VBiTraining2

Materials for the Vectorbite 2019 Training workshops

View the Project on GitHub vectorbite/VBiTraining2

The VBiTE Logo 2019 Training Workshop

Contents


Welcome to the 2019 edition of the VectorBiTE RCN’s Training workshops!

Schedule

The Workshop will consist of lectures, practicals (where you will be guided) and challenges (where you will work more independently, but in groups, to deliver some specific results (a la Hackathons))).

Training Team: Leah Johnson (LJ); Samraat Pawar (SP): Marta Shocket (MS); Zachary Gajewski (ZG); Francis Windram (FW); Matthew Watts (MW)); Deraj Wilson-Aggarwal (DW)

Date Time Topic Lead Instructor
Monday, 17th June 08:30 - 09:00 General Intro (Including to Open Challenge) and Setting up SP
  09:00 - 10:30 Practicals: Data, Coding and Packages in R SP+FW
  10:30 - 11:30 Break
  11:00 - 12:00 Lecture: Model Fitting (General) + Linear/Non-linear) SP
  12:00 - 13:00 Lunch
  13:00 - 15:00 Practicals: Model Fitting & Selection SP+DW+ZG+FW
  15:00 - 15:30 Break
  15:30 - 16:30 Lecture: Analyses of Abundance (incl. Time Series) Data SP + LJ
  16:30 - 17:00 Practicals: Analyses of Abundance Data All
Tuesday, 18th June 08:30 - 09:00 Q & A All
  09:00 - 10:30 Practicals: Analyses of Abundance Data All
  10:30 - 11:00 Break
  11:00 - 12:00 Lecture+Practical: Likelihoods LJ
  12:00 - 13:00 Lunch (Start forming final hackathon teams)
  13:00 - 14:00 Lecture: Bayesian Model Fitting LJ
  14:00 - 15:00 Practicals: Bayesian Model Fitting LJ+MS+ZG
  15:00 - 15:30 Break
  15:30 - 16:30 Practicals: Bayesian Model Fitting LJ+MS+ZG
  16:30 - 17:00 Challenge: Traits/Abundances (Intro) All
Wednesday, 19th June 08:30 - 09:00 Q & A All
  09:00 - 10:30 Challenge: Traits/Abundances (Hackathon) All
  10:30 - 11:00 Break
  11:00 - 12:00 Challenge: Traits/Abundances (Hackathon)  
  12:00 - 13:00 Lunch (Discuss your Open Challenge project/plan!)
  13:00 - 13:30 Challenge: Traits/Abundances (Review; Q&A) SP + LJ
  14:00 - 15:00 Open Challenge (Hackathon) FW+DW+MS+MW+ZG
  15:00 - 15:30 Break
  14:00 - 15:00 Open Challenge (Hackathon) FW+DW+MS+MW+ZG
  15:30 - 17:00 Open Challenge (Hackathon*) FW+DW+MS+MW+ZG

*Presentation the next day - see main workshop schedule.
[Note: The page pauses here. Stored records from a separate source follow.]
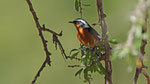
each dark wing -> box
[89,28,102,41]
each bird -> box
[69,18,102,48]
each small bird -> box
[69,18,102,48]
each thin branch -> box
[68,65,90,68]
[141,70,150,84]
[97,0,112,84]
[26,0,62,84]
[79,0,82,18]
[133,0,150,84]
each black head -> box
[69,18,91,29]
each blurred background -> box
[0,0,150,84]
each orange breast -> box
[77,27,99,48]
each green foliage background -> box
[0,0,150,84]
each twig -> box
[141,70,150,84]
[97,0,112,84]
[133,0,150,84]
[26,0,51,84]
[68,65,90,68]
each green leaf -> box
[75,68,83,76]
[70,49,78,55]
[97,63,106,75]
[81,55,87,65]
[109,39,118,44]
[101,21,104,28]
[82,4,91,6]
[118,47,129,58]
[75,0,79,12]
[84,69,88,80]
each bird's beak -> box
[69,21,74,23]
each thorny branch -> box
[97,0,112,84]
[26,0,70,84]
[127,0,150,84]
[26,0,80,84]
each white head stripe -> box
[77,19,87,24]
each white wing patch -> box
[76,19,90,28]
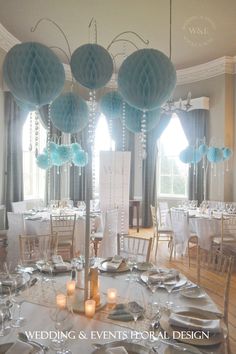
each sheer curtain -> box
[178,109,209,203]
[142,114,172,227]
[39,105,61,205]
[4,92,28,211]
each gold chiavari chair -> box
[117,234,152,262]
[212,216,236,253]
[19,234,58,264]
[50,214,76,260]
[150,205,173,260]
[197,246,234,326]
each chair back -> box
[220,216,236,251]
[98,209,118,258]
[11,200,27,213]
[50,214,76,259]
[117,234,152,262]
[150,205,158,237]
[158,202,170,226]
[171,208,190,244]
[197,246,234,324]
[19,234,58,264]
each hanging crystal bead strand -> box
[29,111,33,152]
[47,105,51,201]
[122,101,126,151]
[34,111,39,157]
[141,111,147,160]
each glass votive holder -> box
[56,294,67,309]
[107,288,117,305]
[84,300,96,318]
[66,280,75,296]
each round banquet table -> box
[0,266,225,354]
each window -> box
[94,114,115,198]
[22,112,47,199]
[157,114,188,198]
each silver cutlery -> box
[18,332,49,352]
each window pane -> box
[173,176,186,195]
[160,156,172,175]
[160,176,172,194]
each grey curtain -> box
[4,92,28,211]
[177,109,209,203]
[142,114,172,227]
[39,105,60,204]
[70,128,91,203]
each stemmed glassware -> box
[126,255,137,281]
[163,276,177,309]
[50,307,72,354]
[11,275,27,328]
[126,283,146,341]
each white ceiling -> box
[0,0,236,69]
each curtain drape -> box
[39,105,60,205]
[178,109,209,203]
[142,114,172,227]
[4,92,28,211]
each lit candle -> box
[85,300,96,318]
[66,280,75,296]
[56,294,66,309]
[107,288,117,304]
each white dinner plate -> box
[93,341,153,354]
[164,342,202,354]
[181,287,206,299]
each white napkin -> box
[169,313,221,333]
[5,340,34,354]
[105,347,128,354]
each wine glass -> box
[11,275,27,328]
[126,283,146,341]
[126,255,137,281]
[0,303,11,337]
[50,307,72,354]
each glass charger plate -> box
[140,269,187,289]
[180,288,206,299]
[164,343,202,354]
[160,307,227,346]
[0,342,43,354]
[36,261,71,274]
[98,258,130,273]
[93,341,153,354]
[0,273,30,294]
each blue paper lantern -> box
[50,92,88,134]
[179,146,194,163]
[3,42,65,107]
[125,103,161,133]
[57,145,71,164]
[36,154,51,170]
[191,150,202,163]
[100,91,122,119]
[72,150,88,167]
[198,144,208,156]
[207,146,223,163]
[70,44,113,90]
[222,147,233,160]
[70,143,82,154]
[118,49,176,110]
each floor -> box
[130,229,236,354]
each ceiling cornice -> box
[0,23,236,87]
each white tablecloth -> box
[0,275,224,354]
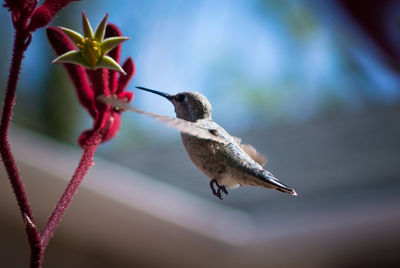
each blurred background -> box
[0,0,400,267]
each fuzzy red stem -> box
[0,28,43,267]
[41,124,109,248]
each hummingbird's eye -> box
[176,94,186,102]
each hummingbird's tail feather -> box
[257,170,297,195]
[268,179,297,195]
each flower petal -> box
[101,36,129,54]
[94,14,108,43]
[51,50,92,69]
[82,11,93,39]
[94,56,126,75]
[58,27,83,45]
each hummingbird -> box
[100,87,297,200]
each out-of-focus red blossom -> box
[47,24,135,146]
[28,0,79,32]
[4,0,80,31]
[4,0,38,27]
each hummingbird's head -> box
[136,87,212,122]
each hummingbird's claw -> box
[210,179,228,200]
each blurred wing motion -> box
[97,95,229,144]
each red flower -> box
[47,24,135,147]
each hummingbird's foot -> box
[210,179,228,200]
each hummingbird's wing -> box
[98,95,229,144]
[233,137,267,166]
[197,119,297,195]
[240,144,267,166]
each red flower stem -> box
[41,124,110,248]
[0,28,43,267]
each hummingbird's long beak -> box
[136,87,174,100]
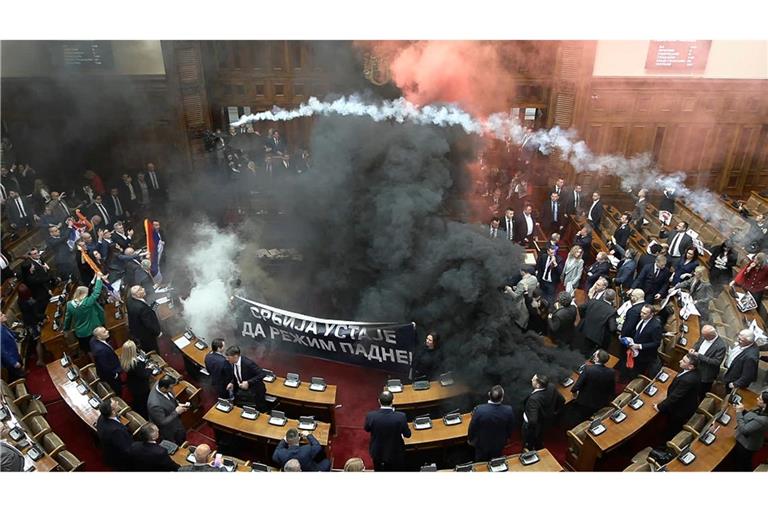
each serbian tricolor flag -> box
[144,219,165,282]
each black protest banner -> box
[236,297,416,374]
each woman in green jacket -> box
[64,273,104,352]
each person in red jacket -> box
[731,252,768,321]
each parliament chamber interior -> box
[0,34,768,480]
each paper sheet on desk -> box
[173,336,191,349]
[749,320,768,345]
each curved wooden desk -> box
[557,354,619,404]
[3,397,59,472]
[472,448,565,473]
[574,368,677,471]
[404,412,472,450]
[383,381,469,411]
[667,389,757,472]
[173,336,336,428]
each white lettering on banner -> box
[240,322,258,338]
[381,347,395,363]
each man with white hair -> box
[723,329,760,392]
[688,325,725,400]
[126,285,163,352]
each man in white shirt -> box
[688,325,726,400]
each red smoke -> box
[358,41,515,116]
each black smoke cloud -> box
[270,118,583,404]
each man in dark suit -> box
[723,329,760,393]
[560,185,584,215]
[144,162,167,203]
[585,251,611,290]
[632,255,672,304]
[688,325,726,400]
[629,304,662,377]
[89,194,114,226]
[637,243,663,274]
[205,338,232,399]
[499,206,519,242]
[517,204,539,246]
[659,188,675,213]
[112,221,133,251]
[131,422,179,471]
[653,354,701,439]
[579,288,617,354]
[364,391,411,471]
[613,213,632,251]
[147,375,189,445]
[621,288,645,336]
[96,398,133,471]
[120,173,139,216]
[573,225,592,258]
[90,327,123,396]
[179,444,226,473]
[126,284,163,352]
[523,374,565,450]
[45,226,77,280]
[587,192,603,235]
[569,349,616,428]
[467,385,515,462]
[536,246,563,304]
[272,428,331,471]
[613,248,637,290]
[226,346,267,412]
[659,221,693,267]
[104,187,127,222]
[547,292,578,348]
[3,190,37,229]
[488,217,504,238]
[541,192,565,232]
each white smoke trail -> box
[182,223,241,339]
[232,95,733,232]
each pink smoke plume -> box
[358,41,514,117]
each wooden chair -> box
[80,363,101,387]
[565,421,591,469]
[10,378,32,405]
[54,450,85,472]
[42,432,67,457]
[683,412,709,436]
[667,430,693,455]
[91,381,115,400]
[624,375,650,395]
[24,416,52,442]
[19,398,48,420]
[147,350,168,369]
[611,391,635,409]
[112,396,131,416]
[697,393,723,418]
[123,411,148,437]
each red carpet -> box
[27,339,768,471]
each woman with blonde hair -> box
[120,340,152,418]
[344,457,365,471]
[562,245,584,294]
[64,272,104,352]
The Teaching/Learning Tools and Materials

Hardware and Software

Please bring a laptop. We will be using R for all data manipulation and analyses/model fitting. Any operating system (Windows, Mac, Linux) will do, as long as you have R (version 3.2 or higher) installed.

You may use any IDE/ GUI for R (VScode, RStudio, Emacs, etc). For most people, RStudio is a good option. Whichever one you decide to use, please make sure it is installed and test it before the workshop. We have budgeted 30 min at the start of Day 1 in case there are any hardware/software issues.

Workshop content

All the teaching materials, including the lectures, jupyter notebooks (practicals + challenges), code, and data are at this git repository.
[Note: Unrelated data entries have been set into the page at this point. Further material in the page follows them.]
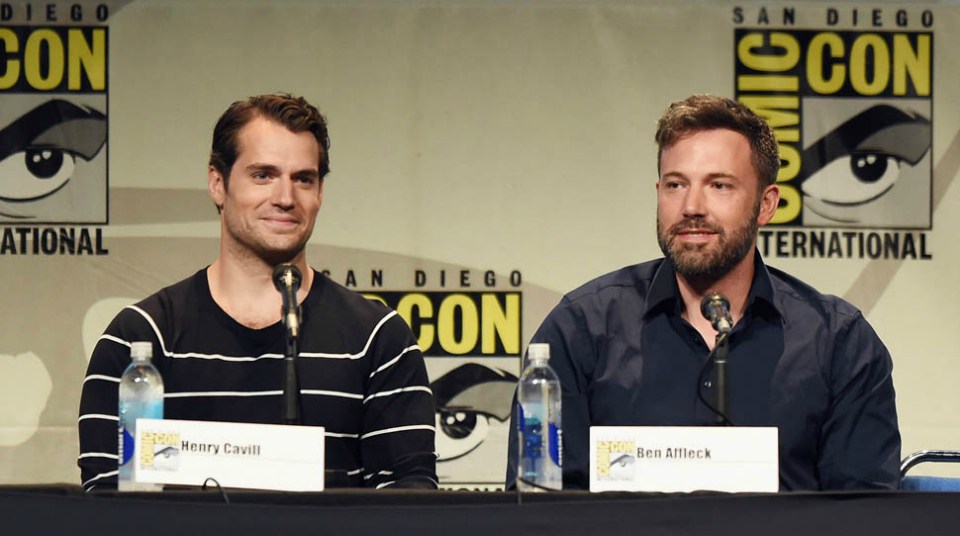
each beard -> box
[657,203,760,280]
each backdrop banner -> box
[0,0,960,490]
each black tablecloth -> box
[0,486,960,536]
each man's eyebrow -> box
[245,162,280,174]
[0,99,106,160]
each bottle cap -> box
[130,341,153,361]
[527,342,550,361]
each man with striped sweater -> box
[78,95,437,490]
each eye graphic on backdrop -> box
[0,99,107,219]
[430,363,517,462]
[799,105,931,222]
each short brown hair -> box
[210,93,330,185]
[654,95,780,188]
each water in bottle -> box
[517,344,563,491]
[117,342,163,491]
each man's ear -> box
[207,166,227,212]
[757,184,780,227]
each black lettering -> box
[733,7,743,24]
[40,229,57,255]
[920,234,933,261]
[76,229,91,255]
[827,7,840,26]
[827,233,843,257]
[883,233,900,259]
[900,233,917,259]
[0,227,17,255]
[757,7,770,24]
[783,7,797,26]
[60,227,76,255]
[897,9,907,28]
[793,229,807,257]
[867,233,883,259]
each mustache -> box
[668,217,723,236]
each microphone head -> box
[700,292,733,331]
[273,262,303,292]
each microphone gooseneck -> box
[697,292,733,425]
[273,264,303,424]
[273,263,303,337]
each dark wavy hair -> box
[210,93,330,185]
[654,95,780,189]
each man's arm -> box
[360,314,437,489]
[77,308,156,491]
[505,298,596,489]
[819,312,900,489]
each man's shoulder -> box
[767,266,862,319]
[565,258,663,303]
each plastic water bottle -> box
[117,342,163,491]
[517,344,563,491]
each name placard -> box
[133,419,324,491]
[590,426,780,492]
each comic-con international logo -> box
[734,13,934,258]
[0,25,108,227]
[140,432,181,471]
[596,440,637,481]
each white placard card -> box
[590,426,779,492]
[133,419,324,491]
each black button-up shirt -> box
[507,253,900,490]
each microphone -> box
[273,263,303,338]
[700,292,733,334]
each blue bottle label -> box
[549,423,563,466]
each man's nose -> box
[273,176,294,208]
[683,186,706,217]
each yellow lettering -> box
[0,28,20,90]
[737,32,800,72]
[850,34,890,95]
[437,294,479,355]
[24,29,64,91]
[480,294,520,355]
[807,33,847,95]
[67,28,107,91]
[893,34,931,97]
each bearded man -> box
[507,95,900,491]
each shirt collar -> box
[643,250,783,317]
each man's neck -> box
[207,252,313,329]
[677,250,756,349]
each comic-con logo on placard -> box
[734,6,934,259]
[596,440,637,481]
[0,20,109,255]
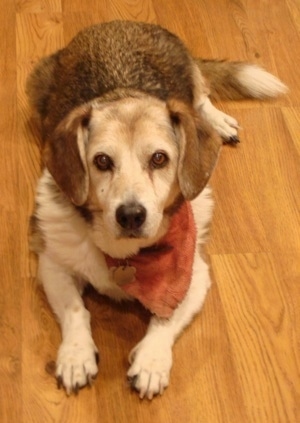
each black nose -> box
[116,204,147,229]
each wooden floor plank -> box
[212,253,300,423]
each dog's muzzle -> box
[116,203,147,237]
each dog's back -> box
[27,21,194,132]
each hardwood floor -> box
[0,0,300,423]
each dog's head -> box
[44,96,221,253]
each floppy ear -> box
[167,100,222,200]
[43,105,91,206]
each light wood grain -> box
[0,0,300,423]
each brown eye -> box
[151,151,169,169]
[94,154,113,171]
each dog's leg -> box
[39,254,98,394]
[197,96,239,144]
[127,252,210,399]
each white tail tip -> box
[237,64,288,98]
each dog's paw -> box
[200,100,239,144]
[208,109,239,142]
[127,338,172,400]
[56,338,99,395]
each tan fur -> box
[27,21,284,399]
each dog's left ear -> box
[43,104,92,206]
[167,100,222,200]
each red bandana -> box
[105,202,196,318]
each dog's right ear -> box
[43,105,92,206]
[167,99,222,201]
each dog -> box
[27,21,287,399]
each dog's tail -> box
[195,59,288,100]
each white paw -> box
[127,337,172,400]
[201,99,239,143]
[56,337,98,395]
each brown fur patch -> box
[168,100,222,200]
The practicals have been written as Jupyter notebooks, and can viewed here. Click on any of the .ipynb files, starting with the Intro.ipynb.
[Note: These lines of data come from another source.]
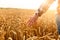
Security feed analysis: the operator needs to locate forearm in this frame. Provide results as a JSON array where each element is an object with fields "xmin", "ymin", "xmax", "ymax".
[
  {"xmin": 38, "ymin": 0, "xmax": 54, "ymax": 16},
  {"xmin": 57, "ymin": 0, "xmax": 60, "ymax": 15}
]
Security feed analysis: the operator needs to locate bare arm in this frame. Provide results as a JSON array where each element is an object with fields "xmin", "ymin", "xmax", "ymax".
[{"xmin": 27, "ymin": 0, "xmax": 54, "ymax": 26}]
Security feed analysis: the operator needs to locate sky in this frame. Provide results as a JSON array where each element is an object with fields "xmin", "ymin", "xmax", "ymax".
[{"xmin": 0, "ymin": 0, "xmax": 57, "ymax": 10}]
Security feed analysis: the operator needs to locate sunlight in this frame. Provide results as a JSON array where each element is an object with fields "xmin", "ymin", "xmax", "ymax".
[{"xmin": 0, "ymin": 0, "xmax": 57, "ymax": 10}]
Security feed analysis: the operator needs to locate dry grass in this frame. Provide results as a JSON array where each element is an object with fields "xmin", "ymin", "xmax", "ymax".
[{"xmin": 0, "ymin": 8, "xmax": 59, "ymax": 40}]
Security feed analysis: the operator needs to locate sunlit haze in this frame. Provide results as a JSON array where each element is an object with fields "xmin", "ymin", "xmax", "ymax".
[{"xmin": 0, "ymin": 0, "xmax": 57, "ymax": 10}]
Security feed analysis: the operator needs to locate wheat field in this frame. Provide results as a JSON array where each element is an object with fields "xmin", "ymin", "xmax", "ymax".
[{"xmin": 0, "ymin": 8, "xmax": 60, "ymax": 40}]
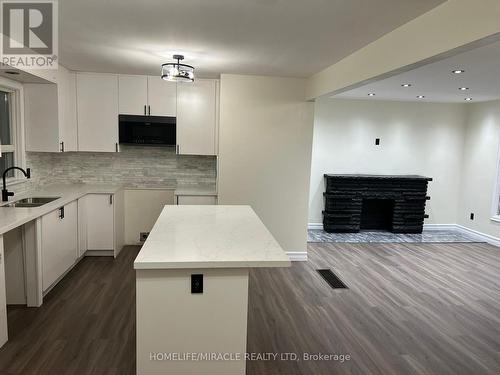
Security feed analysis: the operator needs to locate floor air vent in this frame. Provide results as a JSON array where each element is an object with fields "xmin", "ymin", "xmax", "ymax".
[{"xmin": 317, "ymin": 270, "xmax": 347, "ymax": 289}]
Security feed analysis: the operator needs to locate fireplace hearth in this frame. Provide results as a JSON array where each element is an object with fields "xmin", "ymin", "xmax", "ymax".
[{"xmin": 323, "ymin": 174, "xmax": 432, "ymax": 233}]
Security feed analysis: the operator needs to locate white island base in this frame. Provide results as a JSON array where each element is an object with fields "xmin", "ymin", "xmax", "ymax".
[
  {"xmin": 134, "ymin": 206, "xmax": 290, "ymax": 375},
  {"xmin": 137, "ymin": 269, "xmax": 248, "ymax": 375}
]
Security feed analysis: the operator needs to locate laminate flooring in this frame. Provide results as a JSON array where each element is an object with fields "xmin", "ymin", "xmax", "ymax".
[{"xmin": 0, "ymin": 243, "xmax": 500, "ymax": 375}]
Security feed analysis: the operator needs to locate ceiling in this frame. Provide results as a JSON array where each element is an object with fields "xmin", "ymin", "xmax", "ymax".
[
  {"xmin": 59, "ymin": 0, "xmax": 444, "ymax": 77},
  {"xmin": 332, "ymin": 37, "xmax": 500, "ymax": 103}
]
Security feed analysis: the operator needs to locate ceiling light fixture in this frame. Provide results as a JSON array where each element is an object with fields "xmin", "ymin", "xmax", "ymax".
[{"xmin": 161, "ymin": 55, "xmax": 194, "ymax": 82}]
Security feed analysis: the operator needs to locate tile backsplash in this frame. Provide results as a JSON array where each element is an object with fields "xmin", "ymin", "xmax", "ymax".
[{"xmin": 13, "ymin": 146, "xmax": 217, "ymax": 191}]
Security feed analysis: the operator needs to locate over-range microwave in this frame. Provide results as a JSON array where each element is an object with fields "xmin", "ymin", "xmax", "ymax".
[{"xmin": 118, "ymin": 115, "xmax": 176, "ymax": 146}]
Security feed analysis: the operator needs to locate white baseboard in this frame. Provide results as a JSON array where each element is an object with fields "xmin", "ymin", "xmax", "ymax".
[
  {"xmin": 456, "ymin": 224, "xmax": 500, "ymax": 247},
  {"xmin": 424, "ymin": 224, "xmax": 458, "ymax": 232},
  {"xmin": 286, "ymin": 251, "xmax": 307, "ymax": 262},
  {"xmin": 84, "ymin": 250, "xmax": 115, "ymax": 257},
  {"xmin": 424, "ymin": 224, "xmax": 500, "ymax": 247},
  {"xmin": 307, "ymin": 223, "xmax": 323, "ymax": 229}
]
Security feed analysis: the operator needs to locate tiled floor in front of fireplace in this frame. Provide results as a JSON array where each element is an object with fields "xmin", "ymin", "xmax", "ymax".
[{"xmin": 307, "ymin": 229, "xmax": 481, "ymax": 243}]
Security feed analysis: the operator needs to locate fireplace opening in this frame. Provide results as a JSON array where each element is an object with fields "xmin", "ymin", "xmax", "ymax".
[{"xmin": 361, "ymin": 199, "xmax": 394, "ymax": 231}]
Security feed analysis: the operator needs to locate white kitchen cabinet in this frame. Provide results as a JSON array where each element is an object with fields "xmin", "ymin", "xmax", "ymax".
[
  {"xmin": 118, "ymin": 75, "xmax": 177, "ymax": 117},
  {"xmin": 41, "ymin": 201, "xmax": 78, "ymax": 291},
  {"xmin": 81, "ymin": 191, "xmax": 125, "ymax": 257},
  {"xmin": 76, "ymin": 73, "xmax": 118, "ymax": 152},
  {"xmin": 78, "ymin": 196, "xmax": 88, "ymax": 258},
  {"xmin": 148, "ymin": 76, "xmax": 177, "ymax": 117},
  {"xmin": 118, "ymin": 75, "xmax": 148, "ymax": 115},
  {"xmin": 176, "ymin": 195, "xmax": 217, "ymax": 206},
  {"xmin": 177, "ymin": 79, "xmax": 218, "ymax": 155},
  {"xmin": 24, "ymin": 66, "xmax": 77, "ymax": 152}
]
If you would like to use jupyter notebooks yourself (not required for the workshop), have a look at this. Or something else online (google “jupyter”) – lots of installation and beginner user guides on the web.

Pre-work / preparation

We are assuming familarity with R basics. In addition, we recommend that you do the following:

  1. Go to The Multilingual Quantitative Biologist, and read+work through the Intro R Chapter up to the section on Writing R code. Of course, keep going if you want (there is another chapter, on data in R, parts of which we will actually cover in the Workshop on Day 1 (see schedule above)). In particular, you might want to have a look at ggplot. There is a section on this in the data in R chapter.
    • In addition / alternatively to pre-work element (1), here are some resources for brushing up on R at the end of the Intro R Chapter you can try. But there are many more resources online (e.g., this and this ) – pick something that suits your learning style).
  2. Probability and stats review

  3. Inculcate the coding Jedi inside of you - or the Sith - whatever works.